Serge Hallyn [Fri, 22 Nov 2013 20:39:37 +0000 (14:39 -0600)]
lxcapi_destroy: run in a namespace if we are unprivileged
This is necessary to have the rights to remove files owned by our subuids.
Also update lxc_rmdir_onedev to return 0 on success, -1 on failure.
Callers were not consistent in using it correctly, and this is more
in keeping with the rest of our code.
Serge Hallyn [Fri, 22 Nov 2013 04:11:43 +0000 (22:11 -0600)]
remove HAVE_NEWUIDMAP and NEWUIDMAP
Always build lxc-usernsexec. Else we require having uidmap
installed on the build host for no good reason. And we never
actually used the NEWUIDMAP path we detected.
Added a file "lxc.service" for a systemd service file.
Added a file "lxc-devsetup" to setup /dev/ on startup to support autodev
in containers.
Service file references lxc-devsetup as an ExecStartPre command. The
lxc-devsetup script is not dependent on systemd or Fedora and can
be used at bootup on any system.
Modified lxc.spec.in to install the two new files on Fedora. The systemd
specific code in the lxc.spec file may need some review and conditionalize
for systemd on non-systemd rpm-based systems.
Signed-off-by: Michael H. Warfield <mhw@WittsEnd.com> Signed-off-by: Serge Hallyn <serge.hallyn@ubuntu.com>
Serge Hallyn [Thu, 21 Nov 2013 15:05:59 +0000 (09:05 -0600)]
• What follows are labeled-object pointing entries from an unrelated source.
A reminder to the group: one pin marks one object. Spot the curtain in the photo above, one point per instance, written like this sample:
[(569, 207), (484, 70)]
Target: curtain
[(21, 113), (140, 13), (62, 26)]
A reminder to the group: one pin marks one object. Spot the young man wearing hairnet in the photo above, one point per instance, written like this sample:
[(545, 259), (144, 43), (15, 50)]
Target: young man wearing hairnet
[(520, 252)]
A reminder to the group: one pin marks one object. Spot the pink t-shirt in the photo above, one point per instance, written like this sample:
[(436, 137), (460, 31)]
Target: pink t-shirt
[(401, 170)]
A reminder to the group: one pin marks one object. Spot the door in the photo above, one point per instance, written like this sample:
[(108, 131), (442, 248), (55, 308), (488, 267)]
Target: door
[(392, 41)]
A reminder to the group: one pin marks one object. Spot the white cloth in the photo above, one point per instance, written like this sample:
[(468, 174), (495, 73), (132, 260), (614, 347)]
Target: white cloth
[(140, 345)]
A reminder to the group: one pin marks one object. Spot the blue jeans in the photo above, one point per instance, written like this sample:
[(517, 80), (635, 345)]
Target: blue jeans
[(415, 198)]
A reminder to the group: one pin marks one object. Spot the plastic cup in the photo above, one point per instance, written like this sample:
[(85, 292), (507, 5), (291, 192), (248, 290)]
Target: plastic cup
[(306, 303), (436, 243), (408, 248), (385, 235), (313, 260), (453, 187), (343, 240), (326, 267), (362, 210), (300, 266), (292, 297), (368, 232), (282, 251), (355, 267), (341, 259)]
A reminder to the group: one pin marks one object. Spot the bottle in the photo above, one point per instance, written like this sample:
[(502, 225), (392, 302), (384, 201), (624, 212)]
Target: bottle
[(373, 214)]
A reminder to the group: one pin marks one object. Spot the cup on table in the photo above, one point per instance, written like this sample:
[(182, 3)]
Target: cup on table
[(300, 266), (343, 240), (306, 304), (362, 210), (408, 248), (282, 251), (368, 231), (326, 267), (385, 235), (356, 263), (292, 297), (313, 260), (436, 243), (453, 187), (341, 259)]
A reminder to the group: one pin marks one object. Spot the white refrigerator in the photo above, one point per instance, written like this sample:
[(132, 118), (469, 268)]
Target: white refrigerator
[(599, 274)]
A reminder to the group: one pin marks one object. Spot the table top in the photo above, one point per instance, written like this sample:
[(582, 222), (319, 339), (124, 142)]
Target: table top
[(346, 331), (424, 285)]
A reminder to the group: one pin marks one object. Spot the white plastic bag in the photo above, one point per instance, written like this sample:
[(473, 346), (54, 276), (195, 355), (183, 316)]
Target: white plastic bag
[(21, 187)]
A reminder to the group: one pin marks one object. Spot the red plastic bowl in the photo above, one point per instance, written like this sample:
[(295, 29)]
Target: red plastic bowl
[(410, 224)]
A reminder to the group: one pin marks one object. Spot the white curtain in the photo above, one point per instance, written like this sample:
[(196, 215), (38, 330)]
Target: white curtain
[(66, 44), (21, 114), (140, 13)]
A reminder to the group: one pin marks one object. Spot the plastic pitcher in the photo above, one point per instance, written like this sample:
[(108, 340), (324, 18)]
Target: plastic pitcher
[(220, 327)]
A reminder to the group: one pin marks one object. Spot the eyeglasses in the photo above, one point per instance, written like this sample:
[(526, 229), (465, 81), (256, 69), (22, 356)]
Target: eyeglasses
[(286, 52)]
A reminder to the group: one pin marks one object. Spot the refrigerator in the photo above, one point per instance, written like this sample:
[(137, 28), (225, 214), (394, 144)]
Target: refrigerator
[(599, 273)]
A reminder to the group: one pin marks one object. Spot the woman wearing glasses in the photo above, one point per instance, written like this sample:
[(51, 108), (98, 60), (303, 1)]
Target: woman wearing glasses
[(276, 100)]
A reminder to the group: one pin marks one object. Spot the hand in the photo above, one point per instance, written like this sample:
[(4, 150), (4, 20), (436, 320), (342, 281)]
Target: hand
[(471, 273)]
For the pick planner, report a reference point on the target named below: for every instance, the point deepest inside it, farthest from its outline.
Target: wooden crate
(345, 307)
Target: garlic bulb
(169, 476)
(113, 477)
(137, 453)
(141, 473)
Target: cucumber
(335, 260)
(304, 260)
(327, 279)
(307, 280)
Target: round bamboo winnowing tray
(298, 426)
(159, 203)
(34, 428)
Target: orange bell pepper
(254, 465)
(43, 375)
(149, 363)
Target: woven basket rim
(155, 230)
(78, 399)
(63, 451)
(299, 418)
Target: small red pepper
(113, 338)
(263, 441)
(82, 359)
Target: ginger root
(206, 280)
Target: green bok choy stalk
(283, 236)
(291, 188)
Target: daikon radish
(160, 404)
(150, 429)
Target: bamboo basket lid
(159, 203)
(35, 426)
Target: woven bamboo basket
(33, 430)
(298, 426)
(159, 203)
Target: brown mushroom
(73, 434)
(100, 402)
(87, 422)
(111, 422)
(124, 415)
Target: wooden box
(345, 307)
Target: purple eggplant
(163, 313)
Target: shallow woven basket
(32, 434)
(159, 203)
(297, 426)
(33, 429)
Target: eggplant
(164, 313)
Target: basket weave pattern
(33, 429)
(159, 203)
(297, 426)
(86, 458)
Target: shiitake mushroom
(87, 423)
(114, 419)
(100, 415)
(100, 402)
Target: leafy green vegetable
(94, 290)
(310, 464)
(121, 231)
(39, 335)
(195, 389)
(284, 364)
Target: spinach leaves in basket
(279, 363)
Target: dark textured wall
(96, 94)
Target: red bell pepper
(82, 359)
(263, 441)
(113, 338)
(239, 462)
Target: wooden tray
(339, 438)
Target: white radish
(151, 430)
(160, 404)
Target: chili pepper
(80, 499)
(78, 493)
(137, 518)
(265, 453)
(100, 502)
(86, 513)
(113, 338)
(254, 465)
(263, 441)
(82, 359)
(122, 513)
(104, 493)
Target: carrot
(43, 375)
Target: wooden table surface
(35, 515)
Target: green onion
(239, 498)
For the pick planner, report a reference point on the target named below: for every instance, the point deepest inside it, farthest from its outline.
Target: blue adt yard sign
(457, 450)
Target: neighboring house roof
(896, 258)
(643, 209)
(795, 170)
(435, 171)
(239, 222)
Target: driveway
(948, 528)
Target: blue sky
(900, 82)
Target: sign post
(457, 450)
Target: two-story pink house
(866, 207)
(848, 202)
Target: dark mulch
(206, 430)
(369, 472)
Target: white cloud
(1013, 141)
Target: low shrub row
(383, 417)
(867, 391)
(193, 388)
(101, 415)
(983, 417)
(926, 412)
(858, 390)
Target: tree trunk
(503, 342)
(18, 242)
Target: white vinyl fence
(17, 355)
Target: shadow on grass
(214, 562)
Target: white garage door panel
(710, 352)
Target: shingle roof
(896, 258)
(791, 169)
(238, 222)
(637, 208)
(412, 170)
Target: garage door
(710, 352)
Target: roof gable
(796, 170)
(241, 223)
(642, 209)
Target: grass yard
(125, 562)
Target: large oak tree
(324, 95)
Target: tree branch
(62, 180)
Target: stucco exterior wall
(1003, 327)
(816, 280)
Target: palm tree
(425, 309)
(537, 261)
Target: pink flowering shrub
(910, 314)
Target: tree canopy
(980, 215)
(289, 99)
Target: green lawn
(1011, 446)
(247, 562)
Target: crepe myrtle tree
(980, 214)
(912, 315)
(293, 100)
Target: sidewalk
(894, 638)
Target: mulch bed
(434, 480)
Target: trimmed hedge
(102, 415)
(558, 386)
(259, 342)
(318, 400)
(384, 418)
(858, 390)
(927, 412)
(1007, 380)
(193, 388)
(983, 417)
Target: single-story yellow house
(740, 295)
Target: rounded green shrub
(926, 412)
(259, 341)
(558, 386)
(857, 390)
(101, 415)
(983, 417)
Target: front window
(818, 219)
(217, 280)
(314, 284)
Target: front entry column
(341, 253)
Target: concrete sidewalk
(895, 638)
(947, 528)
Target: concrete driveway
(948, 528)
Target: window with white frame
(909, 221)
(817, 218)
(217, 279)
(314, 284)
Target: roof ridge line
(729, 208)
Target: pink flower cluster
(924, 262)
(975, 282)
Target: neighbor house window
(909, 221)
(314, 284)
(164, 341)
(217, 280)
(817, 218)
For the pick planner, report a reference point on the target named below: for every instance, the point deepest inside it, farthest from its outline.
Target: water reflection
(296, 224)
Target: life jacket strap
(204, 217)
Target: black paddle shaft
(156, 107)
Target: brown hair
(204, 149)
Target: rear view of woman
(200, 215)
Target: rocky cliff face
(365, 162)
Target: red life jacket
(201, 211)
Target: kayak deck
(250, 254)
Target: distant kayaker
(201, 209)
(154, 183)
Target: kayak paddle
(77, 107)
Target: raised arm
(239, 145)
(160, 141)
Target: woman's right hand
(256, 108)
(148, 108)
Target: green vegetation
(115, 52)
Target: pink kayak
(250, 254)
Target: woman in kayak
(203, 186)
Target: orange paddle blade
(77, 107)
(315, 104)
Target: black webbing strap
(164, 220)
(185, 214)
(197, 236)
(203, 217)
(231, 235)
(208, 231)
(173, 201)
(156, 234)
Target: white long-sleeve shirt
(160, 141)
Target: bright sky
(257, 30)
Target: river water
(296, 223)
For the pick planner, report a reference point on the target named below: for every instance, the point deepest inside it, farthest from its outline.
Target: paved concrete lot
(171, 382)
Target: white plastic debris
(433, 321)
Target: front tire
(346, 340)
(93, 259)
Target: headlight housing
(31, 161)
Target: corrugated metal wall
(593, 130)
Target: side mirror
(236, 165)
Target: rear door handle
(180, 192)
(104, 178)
lxcapi_clone: set the right environment variable for mounted fs
If the container is dir-backed, we don't actually mount it (to
support unprivileged use). So always set the LXC_ROOTFS_MOUNT
to bdev->dest, not to the rootfs path specified in the container
configuration.
If autodev is not specifically set to 0 or 1, attempts to determine if
systemd is being utilized and forces autodev=1 to prevent host system
conflicts and collisions.
If autodev is enabled and the host /dev is mounted with devtmpfs
or /dev/.lxc is mounted with another file system...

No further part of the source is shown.